Well ... first, the government shouldn't be bailing them out. That's the main screwup right there.

But this bill, a Barney Frank clown show, goes far, far beyond that:

It was nearly two weeks ago that the House of Representatives, acting in a near-frenzy after the disclosure of bonuses paid to executives of AIG, passed a bill that would impose a 90 percent retroactive tax on those bonuses. Despite the overwhelming 328-93 vote, support for the measure began to collapse almost immediately. Within days, the Obama White House backed away from it, as did the Senate Democratic leadership. The bill stalled, and the populist storm that spawned it seemed to pass.

But now, in a little-noticed move, the House Financial Services Committee, led by chairman Barney Frank, has approved a measure that would, in some key ways, go beyond the most draconian features of the original AIG bill. The new legislation, the "Pay for Performance Act of 2009," would impose government controls on the pay of all employees -- not just top executives -- of companies that have received a capital investment from the U.S. government. It would, like the tax measure, be retroactive, changing the terms of compensation agreements already in place. And it would give Treasury Secretary Timothy Geithner extraordinary power to determine the pay of thousands of employees of American companies.

Yep. Timmy Geithner has his fingers in the salary pie. Do you think this applies just to Wall Street?

It doesn't. There are at least three banks in Colorado who are taking TARP funds. There are going to be more companies doing that. How many employees are there in those banks?

And the corker?

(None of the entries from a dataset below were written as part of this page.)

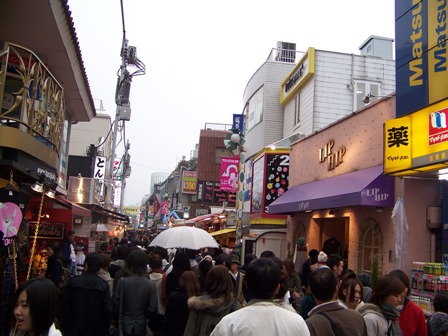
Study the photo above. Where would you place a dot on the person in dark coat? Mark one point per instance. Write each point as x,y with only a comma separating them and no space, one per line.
55,263
329,317
177,311
87,306
306,267
181,263
138,295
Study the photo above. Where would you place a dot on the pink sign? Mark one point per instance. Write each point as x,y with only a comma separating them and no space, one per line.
229,173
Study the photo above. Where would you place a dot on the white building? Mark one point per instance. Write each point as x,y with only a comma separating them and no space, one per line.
292,95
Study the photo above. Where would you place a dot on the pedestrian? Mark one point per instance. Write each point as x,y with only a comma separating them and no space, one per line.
350,291
247,259
412,318
136,295
55,263
87,305
366,281
261,316
381,315
237,279
118,256
104,274
328,317
35,308
80,257
321,261
208,309
439,324
204,267
68,249
158,277
177,311
293,279
181,263
336,264
306,267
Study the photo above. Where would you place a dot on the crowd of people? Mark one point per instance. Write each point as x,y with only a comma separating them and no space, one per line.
132,290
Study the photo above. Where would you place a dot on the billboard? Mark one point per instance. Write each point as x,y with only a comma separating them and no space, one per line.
418,142
421,54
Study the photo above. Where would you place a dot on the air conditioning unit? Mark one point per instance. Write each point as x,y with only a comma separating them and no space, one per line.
434,217
286,52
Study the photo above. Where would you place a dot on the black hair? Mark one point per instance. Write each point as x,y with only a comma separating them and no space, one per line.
223,259
94,262
386,285
313,253
440,302
323,283
137,261
403,278
334,260
41,296
267,254
262,278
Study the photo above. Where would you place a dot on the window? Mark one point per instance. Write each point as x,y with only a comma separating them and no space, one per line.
371,247
363,88
297,109
255,109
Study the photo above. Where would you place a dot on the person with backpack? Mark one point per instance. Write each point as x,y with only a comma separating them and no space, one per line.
328,317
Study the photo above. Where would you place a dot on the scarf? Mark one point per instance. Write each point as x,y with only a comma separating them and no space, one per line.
392,315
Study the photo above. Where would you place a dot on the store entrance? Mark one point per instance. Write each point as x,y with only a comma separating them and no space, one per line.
334,236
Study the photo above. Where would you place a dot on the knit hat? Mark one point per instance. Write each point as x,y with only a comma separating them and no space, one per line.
235,259
439,323
322,257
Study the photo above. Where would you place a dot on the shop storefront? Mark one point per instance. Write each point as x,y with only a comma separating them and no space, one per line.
338,193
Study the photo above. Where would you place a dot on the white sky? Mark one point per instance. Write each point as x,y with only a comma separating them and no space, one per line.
199,56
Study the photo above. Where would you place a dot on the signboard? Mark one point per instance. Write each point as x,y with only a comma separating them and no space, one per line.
301,73
418,142
276,179
47,230
421,54
100,167
257,185
189,181
229,173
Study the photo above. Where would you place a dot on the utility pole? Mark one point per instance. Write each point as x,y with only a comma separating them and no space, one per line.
123,110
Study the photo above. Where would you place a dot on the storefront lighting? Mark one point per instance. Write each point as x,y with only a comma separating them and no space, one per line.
38,186
52,192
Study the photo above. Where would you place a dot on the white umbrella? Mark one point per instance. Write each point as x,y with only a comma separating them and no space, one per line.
99,227
184,237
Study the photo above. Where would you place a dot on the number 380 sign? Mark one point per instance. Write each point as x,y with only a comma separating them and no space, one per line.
189,182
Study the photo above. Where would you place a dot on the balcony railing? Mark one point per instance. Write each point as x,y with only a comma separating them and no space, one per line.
31,98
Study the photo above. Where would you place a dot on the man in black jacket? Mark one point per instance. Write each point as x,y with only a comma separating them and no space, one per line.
87,303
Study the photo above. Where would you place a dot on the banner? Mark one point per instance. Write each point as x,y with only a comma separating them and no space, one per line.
229,173
189,182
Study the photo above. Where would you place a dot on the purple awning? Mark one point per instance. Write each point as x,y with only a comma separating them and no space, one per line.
364,187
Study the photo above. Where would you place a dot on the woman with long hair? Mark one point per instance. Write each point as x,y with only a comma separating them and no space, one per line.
55,263
181,263
177,311
136,295
381,315
35,308
412,318
207,310
350,291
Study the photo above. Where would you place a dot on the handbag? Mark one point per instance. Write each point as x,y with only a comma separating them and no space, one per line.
117,330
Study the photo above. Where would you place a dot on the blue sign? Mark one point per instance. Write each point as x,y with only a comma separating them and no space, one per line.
238,122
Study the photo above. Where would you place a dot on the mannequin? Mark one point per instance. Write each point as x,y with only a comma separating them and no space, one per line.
332,246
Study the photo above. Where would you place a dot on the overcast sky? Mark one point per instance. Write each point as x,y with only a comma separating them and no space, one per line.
199,56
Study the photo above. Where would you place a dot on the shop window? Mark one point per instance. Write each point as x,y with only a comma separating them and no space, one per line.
371,248
297,109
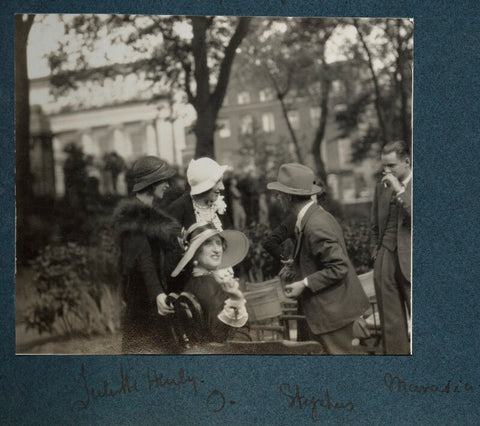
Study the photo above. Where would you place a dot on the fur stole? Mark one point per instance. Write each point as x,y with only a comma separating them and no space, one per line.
131,215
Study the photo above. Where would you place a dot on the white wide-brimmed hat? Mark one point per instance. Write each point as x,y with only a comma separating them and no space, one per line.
203,174
236,241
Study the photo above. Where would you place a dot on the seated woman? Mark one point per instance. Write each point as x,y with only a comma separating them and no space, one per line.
208,252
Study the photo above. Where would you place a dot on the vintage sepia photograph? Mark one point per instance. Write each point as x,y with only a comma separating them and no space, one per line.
213,185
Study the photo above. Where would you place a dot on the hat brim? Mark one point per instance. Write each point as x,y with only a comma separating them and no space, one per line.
277,186
210,183
237,248
154,178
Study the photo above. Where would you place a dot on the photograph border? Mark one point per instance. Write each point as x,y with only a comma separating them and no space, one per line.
439,381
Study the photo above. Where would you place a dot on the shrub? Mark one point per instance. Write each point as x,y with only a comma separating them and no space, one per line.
78,291
260,266
357,240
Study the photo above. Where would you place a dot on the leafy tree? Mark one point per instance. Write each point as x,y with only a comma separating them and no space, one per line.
289,55
194,54
389,90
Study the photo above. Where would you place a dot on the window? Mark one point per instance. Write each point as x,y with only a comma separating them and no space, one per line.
224,128
315,114
246,125
294,119
243,98
344,152
268,122
265,95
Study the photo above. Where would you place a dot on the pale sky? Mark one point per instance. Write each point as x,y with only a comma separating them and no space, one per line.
45,35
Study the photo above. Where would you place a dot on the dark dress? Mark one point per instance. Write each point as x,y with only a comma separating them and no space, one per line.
211,297
148,253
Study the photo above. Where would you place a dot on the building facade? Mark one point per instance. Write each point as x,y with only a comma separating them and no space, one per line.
100,121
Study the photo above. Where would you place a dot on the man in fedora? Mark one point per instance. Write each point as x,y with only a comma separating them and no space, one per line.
391,235
327,288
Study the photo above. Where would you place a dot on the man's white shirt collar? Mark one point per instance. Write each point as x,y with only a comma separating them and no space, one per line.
301,213
407,179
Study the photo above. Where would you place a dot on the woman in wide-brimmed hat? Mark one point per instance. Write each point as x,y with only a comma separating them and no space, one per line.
204,202
210,253
148,253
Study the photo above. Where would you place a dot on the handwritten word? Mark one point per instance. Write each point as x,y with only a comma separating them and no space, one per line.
155,380
396,384
297,400
126,385
151,381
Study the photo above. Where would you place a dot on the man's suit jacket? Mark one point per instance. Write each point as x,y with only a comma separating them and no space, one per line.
334,297
380,209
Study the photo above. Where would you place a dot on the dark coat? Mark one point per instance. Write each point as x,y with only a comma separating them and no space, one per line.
380,209
212,298
148,253
334,297
182,210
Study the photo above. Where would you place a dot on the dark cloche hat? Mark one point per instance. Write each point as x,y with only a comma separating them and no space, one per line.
149,170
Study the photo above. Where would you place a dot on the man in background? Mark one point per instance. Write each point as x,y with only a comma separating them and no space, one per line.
327,288
391,235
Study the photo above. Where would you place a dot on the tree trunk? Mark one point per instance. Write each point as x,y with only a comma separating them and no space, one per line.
320,133
406,118
205,103
22,131
204,132
291,131
378,106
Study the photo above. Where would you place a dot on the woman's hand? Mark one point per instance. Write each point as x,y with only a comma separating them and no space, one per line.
162,306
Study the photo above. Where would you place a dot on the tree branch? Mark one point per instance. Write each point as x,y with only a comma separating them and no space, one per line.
378,107
226,65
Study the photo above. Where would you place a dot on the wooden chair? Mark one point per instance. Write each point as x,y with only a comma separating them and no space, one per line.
189,329
272,315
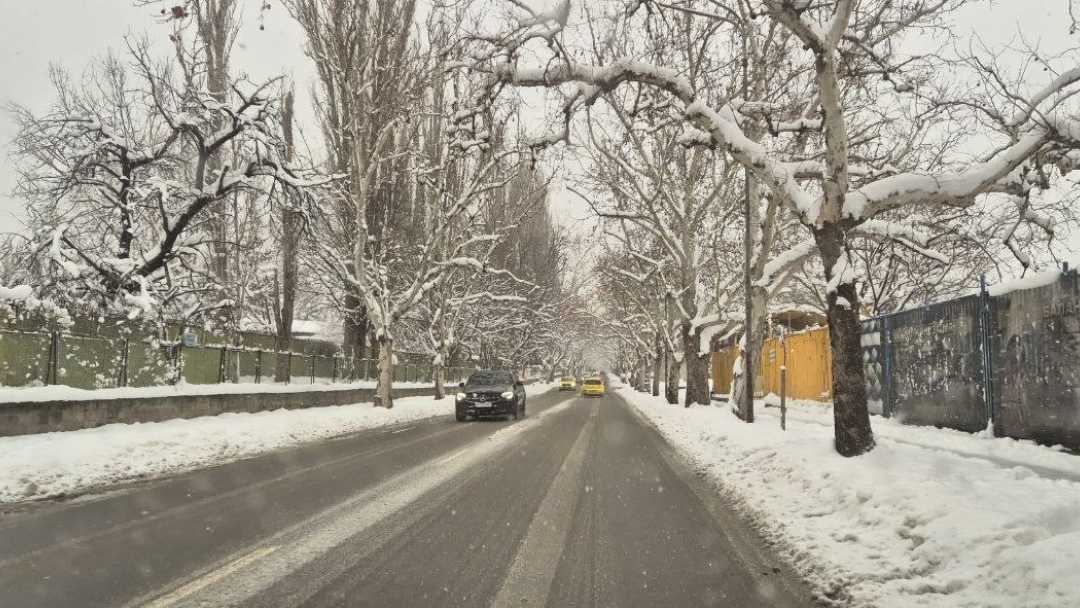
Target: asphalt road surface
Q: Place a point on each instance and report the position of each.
(580, 503)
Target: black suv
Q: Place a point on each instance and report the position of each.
(490, 393)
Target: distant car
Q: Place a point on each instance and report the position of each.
(592, 388)
(567, 383)
(490, 393)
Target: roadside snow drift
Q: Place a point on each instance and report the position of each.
(53, 464)
(929, 517)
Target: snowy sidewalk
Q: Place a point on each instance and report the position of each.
(929, 517)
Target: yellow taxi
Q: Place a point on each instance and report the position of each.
(567, 383)
(592, 388)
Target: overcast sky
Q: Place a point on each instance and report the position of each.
(36, 32)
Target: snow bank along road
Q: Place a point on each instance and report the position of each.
(581, 503)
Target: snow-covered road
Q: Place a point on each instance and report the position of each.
(56, 464)
(929, 517)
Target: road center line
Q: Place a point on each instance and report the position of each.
(211, 578)
(530, 576)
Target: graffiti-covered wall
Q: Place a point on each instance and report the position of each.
(935, 370)
(929, 365)
(1036, 362)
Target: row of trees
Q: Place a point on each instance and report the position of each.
(862, 160)
(167, 186)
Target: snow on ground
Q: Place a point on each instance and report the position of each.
(52, 464)
(14, 394)
(55, 464)
(929, 517)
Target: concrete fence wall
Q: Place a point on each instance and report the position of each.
(25, 418)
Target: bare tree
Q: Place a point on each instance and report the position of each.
(839, 186)
(119, 185)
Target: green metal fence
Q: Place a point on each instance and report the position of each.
(29, 359)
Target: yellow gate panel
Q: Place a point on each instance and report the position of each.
(723, 362)
(809, 361)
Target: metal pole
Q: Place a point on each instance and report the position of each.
(123, 363)
(747, 287)
(783, 383)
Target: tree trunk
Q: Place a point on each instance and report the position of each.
(354, 326)
(851, 420)
(657, 364)
(440, 373)
(671, 382)
(739, 403)
(382, 391)
(739, 393)
(289, 241)
(697, 367)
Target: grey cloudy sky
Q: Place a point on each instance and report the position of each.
(36, 32)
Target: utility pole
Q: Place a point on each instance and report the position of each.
(747, 286)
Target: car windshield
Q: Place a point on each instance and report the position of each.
(488, 378)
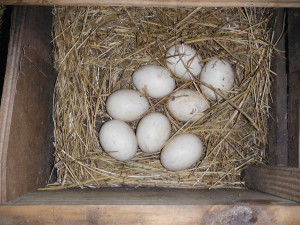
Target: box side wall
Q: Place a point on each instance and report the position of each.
(26, 113)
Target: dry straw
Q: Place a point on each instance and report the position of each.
(96, 51)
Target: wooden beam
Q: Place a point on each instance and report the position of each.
(278, 121)
(294, 87)
(187, 3)
(150, 214)
(149, 196)
(280, 181)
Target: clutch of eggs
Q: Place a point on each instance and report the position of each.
(152, 132)
(187, 105)
(181, 152)
(126, 105)
(118, 140)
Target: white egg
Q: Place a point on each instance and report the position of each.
(126, 105)
(118, 140)
(183, 61)
(152, 132)
(219, 74)
(183, 151)
(187, 105)
(156, 81)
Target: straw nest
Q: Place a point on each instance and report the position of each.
(97, 49)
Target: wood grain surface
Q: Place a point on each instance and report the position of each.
(149, 196)
(150, 214)
(188, 3)
(278, 121)
(279, 181)
(294, 86)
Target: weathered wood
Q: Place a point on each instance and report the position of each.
(149, 196)
(188, 3)
(278, 122)
(279, 181)
(294, 87)
(150, 214)
(25, 115)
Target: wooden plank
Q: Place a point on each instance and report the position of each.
(278, 122)
(149, 196)
(280, 181)
(187, 3)
(150, 214)
(25, 116)
(294, 87)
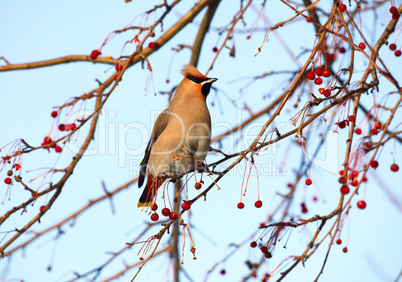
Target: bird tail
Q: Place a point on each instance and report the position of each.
(153, 184)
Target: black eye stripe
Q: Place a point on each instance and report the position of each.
(196, 79)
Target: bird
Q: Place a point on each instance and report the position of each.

These banks didn't even need the bailout money. So they have literally - if this bill passes into law - so they have literally given away the bank.

And the House Republican Whip voted "Present".

What a gutless excuse for a "leader". Here is Cantor's pathetic reasoning:

Cantor votes present on bonus bill

In a statement, Cantor said he voted present because his wife works for an institution that could be affected by the legislation. He also criticized the bill as a “misguided” intrusion by the federal government into the private sector.

“This misguided bill gives the federal government unprecedented new power to dictate compensation levels for private citizens employed by companies,” Cantor said in the statement.

See? He knows how far this thing can go.

How about this:

Diana F. Cantor runs a Virginia-based subsidiary of New York Private Bank and Trust, according to ProPublica, a non-partisan investigative journalism organization. The New York bank received $267.2 million from the U.S. Treasury’s Troubled Asset Relief Program on Jan. 9.

His wife's position with this bank didn't keep Cantor from voting for the punitive and confiscatory taxation on those bonuses. Why does he think that is not a 'misguided' intrusion?

Does he really think we are all that stupid? Are we? Are we going to buy into this nonsense? Are you?